The Delaware Bay can best be described that day as wild. Beautiful and wild. The freezing wind was hooking and howling down at about 20mph and pushing white-capped waves one on top of the other straight onto the gravelly beach where the pebbles rattled like a primitive percussion instrument being played by God. From the shore to about 20 yards out the rolling water was thick with slushy ice. Beyond the hard-breaking waves the swells heaved up and down like an immense setsheets billowing slowly in the wind. At first we just looked at it all and let it cast its spell. It felt like deep brain tissue massage.Then we got out of the car and took pictures, posing like shivering little kids, impatient to break from the pose and hustle back into the car.

After crossing the last drawbridge before Cold Spring Inlet and the open Sea we were quickly into one of my favorite areas of Wildwood Crest-The Crown Jewels of Motel Row: Armada, Blue Fin, Royal Hawaiian, Admiral, Jolly Roger and all the rest. The contrast, which we were seeking, was a bit sad but not gloomy. And how could it not be? On a warm summer night these aging well-kept palaces glow like neon votive candles. There’s laughter and the tinkling of cocktail ice along with someone cannon-balling into a pool full of aqueous underwater light. I drive through here (often out of my way) on any given summer evening when all of it languidly pulls you in like the full moon August stars high above it all.

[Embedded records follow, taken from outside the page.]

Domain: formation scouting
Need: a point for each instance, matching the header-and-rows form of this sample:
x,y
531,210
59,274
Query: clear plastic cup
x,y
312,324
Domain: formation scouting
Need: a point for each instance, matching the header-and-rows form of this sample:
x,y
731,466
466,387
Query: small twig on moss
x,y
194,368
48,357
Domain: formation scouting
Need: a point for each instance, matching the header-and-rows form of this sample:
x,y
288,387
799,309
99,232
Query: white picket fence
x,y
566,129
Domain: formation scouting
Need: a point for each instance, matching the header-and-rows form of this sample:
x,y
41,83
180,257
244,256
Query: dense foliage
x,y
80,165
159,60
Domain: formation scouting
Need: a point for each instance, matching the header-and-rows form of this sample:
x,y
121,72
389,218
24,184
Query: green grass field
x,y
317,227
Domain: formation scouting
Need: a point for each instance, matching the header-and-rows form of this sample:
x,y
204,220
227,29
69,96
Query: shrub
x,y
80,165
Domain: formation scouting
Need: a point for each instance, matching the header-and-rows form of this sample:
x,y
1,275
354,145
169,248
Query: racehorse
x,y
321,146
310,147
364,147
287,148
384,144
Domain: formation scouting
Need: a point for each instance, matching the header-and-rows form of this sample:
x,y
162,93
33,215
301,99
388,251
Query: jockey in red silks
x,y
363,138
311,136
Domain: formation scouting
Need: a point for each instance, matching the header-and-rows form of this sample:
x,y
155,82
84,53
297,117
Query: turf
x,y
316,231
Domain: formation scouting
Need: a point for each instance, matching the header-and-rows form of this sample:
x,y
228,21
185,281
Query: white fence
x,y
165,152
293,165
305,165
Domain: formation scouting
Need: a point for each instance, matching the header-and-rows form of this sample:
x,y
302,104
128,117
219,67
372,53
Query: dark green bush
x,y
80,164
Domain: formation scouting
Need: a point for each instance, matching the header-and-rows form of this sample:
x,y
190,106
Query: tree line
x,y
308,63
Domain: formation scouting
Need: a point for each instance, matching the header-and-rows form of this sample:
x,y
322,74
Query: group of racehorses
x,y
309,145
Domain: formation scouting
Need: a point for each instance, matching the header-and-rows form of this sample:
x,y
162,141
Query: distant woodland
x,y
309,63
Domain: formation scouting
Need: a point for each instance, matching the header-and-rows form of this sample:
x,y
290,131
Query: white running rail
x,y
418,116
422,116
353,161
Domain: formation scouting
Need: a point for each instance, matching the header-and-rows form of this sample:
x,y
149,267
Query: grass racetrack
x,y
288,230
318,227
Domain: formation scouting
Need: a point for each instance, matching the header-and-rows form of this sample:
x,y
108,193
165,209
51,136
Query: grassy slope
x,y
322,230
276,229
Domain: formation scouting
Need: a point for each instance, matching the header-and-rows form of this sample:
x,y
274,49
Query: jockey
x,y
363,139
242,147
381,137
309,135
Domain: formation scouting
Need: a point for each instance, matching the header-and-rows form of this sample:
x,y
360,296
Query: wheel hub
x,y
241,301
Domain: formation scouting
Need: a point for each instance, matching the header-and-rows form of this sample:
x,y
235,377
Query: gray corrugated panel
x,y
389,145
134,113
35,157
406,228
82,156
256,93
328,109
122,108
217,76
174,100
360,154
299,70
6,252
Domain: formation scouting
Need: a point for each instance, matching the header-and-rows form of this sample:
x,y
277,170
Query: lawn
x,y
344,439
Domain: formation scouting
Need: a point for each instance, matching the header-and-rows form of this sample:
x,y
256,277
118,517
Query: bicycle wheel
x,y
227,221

After taking in long empty blocks of Wildwood and North Wildwood in their Twighlight Zone vacuum we reached our final destination, Twenty-Sixth Street and the Boardwalk. We parked close to the Boardwalk ramp and marched up against the icy wind to this fabled intersection and found exactly what we were looking for-an utterly deserted place without another living soul in sight. The contrast between that January day and any balmy summer night loomed larger than anything we had taken in thus far. It was like the difference between the Earth and the Moon. Every store, stand,shop, restaurant, game and ticket booth was shuttered or boarded up and battened down. All of the rides were silent and still. They resembled a mixed herd of mechanical dinosaurs caught in a sudden Ice Age. Stretching for at least a half-mile to the surf the beach was covered with a thin layer of frosted snow. There were barely any birds on the ground or in flight. The only sign of human life could be found in three or four lonely trawlers working close off shore. We took some pictures of one another and it almost felt absurd. Aside from the kicks, the airing out and the leisure for our souls I have a sense of what we were really doing up there and at all the other empty places we had stopped at that day and it was no big mystery: We were quietly trying to remember every special moment spent in these places and hoping for as many more to come...Memory and hope...We walked down the ramp and piled into the car. On the way out of the island we stopped for coffee and hot chocolate. The ride home was another set of old familiar back roads. We finished with the music and didn’t talk much. The fullness of the day was very evident if not praised aloud.